NYC breakfasts made with surplus Spanish midday solar!
NYC breakfasts made with surplus Spanish midday solar!
😍😍😍
While this is good news it’s also not really the priority. Finland and Spain and Greece and Scotland aren’t even properly connected to each other yet. Grid connections *within* continents need to first be upgraded properly And then Morocco and Spain connections. And only *then* this. Still good
Once I was asked about viability of such a cable. Take Viking Link, 765 km of 1,400 MW capacity from Britain to Denmark, cost = £2.22B. To reach Nova Scotia, scaling up gives = £9.2B. And that’s before factoring in added complexity. I am betting on a more decentralized grid.
Pretty tough to build 1400mw of 100% renewable capacity for 9.2B especially at full CF
Even worse. Adding complexity, we came up with a multiple of 1.5 to 2 while excluding risk of potential Russian warfare against subsea cables. For that price tag, better to simply add batteries at scale.
Batteries require gen. Batteries are just temporal transmission. So if you have an energy issue batteries don't help much. I'm not saying it's a slam dunk, but I bet you the economics could be close
Last thought, we will need to treat the full loss of the HVDC link as a P1 and include it in all steady-state and dynamic contingency cases. Costly.
if you have a large nuke, that HVDC link might not be your biggest contingency.
It's all about where it lends. But for an operator in the Northeast, when that 4,200 km link trips at 2 a.m. in January, who’s taking the phone call and how is he/she redispatching in 30 seconds? To be frank, no system operators is betting on such cables... pipe dream.
i would argue whats the difference there vs Manitoba? we are entirely reliant on HVDC to transmit virtually all of our energy to our load. that overseas cable would be significantly lower as a total percentage of supply. again, if a 1.5GW nuke trips at 2 am. whos taking the phonecall to re-dispatch?
Only taking about inter-continental connection. If failures occur, the re-dispacthing is assumed by the receiver. So, we will need an equivalent reserve. + Repair time following a failure >weeks, so outages will be long and expensive; making sure contracts allocate real cost and schedule risk.
see my above. explain to me how 1.5GW of HVDC drop is any different then 1.5GW of nuke drop.
Agreed. But with an energy deficit in the Northeast, all attention is given on adding gen with limited or no emphasis or ability to add cross borders transmission capacity. As for this long HVDC cable from UK to Nova Scotia, lost will be on the order of 14–24% of the energy sent.

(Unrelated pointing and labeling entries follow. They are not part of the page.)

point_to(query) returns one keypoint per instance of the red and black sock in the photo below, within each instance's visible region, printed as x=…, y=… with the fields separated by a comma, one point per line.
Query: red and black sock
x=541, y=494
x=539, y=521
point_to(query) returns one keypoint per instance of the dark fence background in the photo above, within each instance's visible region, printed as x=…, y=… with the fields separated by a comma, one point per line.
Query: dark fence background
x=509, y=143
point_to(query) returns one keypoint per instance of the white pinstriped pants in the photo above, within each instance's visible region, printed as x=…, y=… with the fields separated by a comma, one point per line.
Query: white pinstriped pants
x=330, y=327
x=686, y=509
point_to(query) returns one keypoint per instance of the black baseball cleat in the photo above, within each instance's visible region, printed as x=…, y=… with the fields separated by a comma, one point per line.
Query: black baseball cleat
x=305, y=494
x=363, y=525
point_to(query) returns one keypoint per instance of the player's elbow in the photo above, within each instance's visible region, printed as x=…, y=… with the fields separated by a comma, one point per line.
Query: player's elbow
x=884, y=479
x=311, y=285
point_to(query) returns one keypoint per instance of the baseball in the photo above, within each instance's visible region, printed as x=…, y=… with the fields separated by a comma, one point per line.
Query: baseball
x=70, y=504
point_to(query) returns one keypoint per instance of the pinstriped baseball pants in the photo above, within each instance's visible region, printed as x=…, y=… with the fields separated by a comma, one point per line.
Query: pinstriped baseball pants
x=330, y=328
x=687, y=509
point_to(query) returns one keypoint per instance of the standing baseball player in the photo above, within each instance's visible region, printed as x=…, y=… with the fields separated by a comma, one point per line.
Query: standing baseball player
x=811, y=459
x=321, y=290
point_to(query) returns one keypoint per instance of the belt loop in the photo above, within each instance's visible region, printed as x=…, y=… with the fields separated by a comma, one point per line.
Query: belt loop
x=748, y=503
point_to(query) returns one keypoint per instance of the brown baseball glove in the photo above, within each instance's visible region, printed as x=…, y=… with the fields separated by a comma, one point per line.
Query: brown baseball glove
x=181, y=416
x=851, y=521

im just thinking that China is doing similar distances overland with its UHV system. also consider people are talking about trying space based solar with wireless transmission. so i mean, is that any less complicated or potentially costly?
Agreed. China has its State Grid Corporation with a LTP on building a national in UHV transmission + renewable energy. Us, we quarrel about any addition of transmission. We lack a vision + direction + financing.
@laurentsegalen.bsky.social is a moving force in this project, and he seems convinced of the economics. Factors I recall off the top of my head are the different timezones creating constant shifting demand and the seasonal and weather intermittencies being asynchronous across such a distance.
oh that part is easy, its the "does the complexity and cost outweigh the per unit energy cost"
Obviously yes, Laurent has a long history of successfully bankrolling energy projects and that's his calculation - it clearly does. Perhaps initial or subsequent survey work will cause a rethink, but he seems quite certain for now.
VL is mostly in the low 10s of metres and can be buried. We'd be looking at 3-4 thousand in the NA.
Also, a lot of the cost of Viking Link or other cables is in: the two landfalls, two HVDC converter stations, two grid connections and associated permits and consultations. Transatlantic would be much more cable but it still only has two ends, so maybe cost doesn't scale up linear with distance?
Oh sure thats fair its not simply x the distance. And equally to be fair the north sea has complexity on multi nation EEZs, other cables and oh bomb dumps.
Long time ago, I worked on a sub-sea merchant transmission cable in NY. The complexity was oyster farmers.
Now the sun never sets in the US. Unlimited solar. Poor drill drill drill guys.
This is brilliant, it’s always sunny somewhere!
US already exports lots of energy to GB/EU in the form of LNG for power gens and heat and oil for IC vehicles. Would this cable displace some of that shipping, gas power stations move to north America, electrons shipped to Europe to run electric cars and heatpumps?
Spatial arbitrage over long enough distances is pretty much temporal arbitrage. Neat.
The other place is the battery
right!
I was taught active listening
Trying to picture how big that cable is gonna have to be.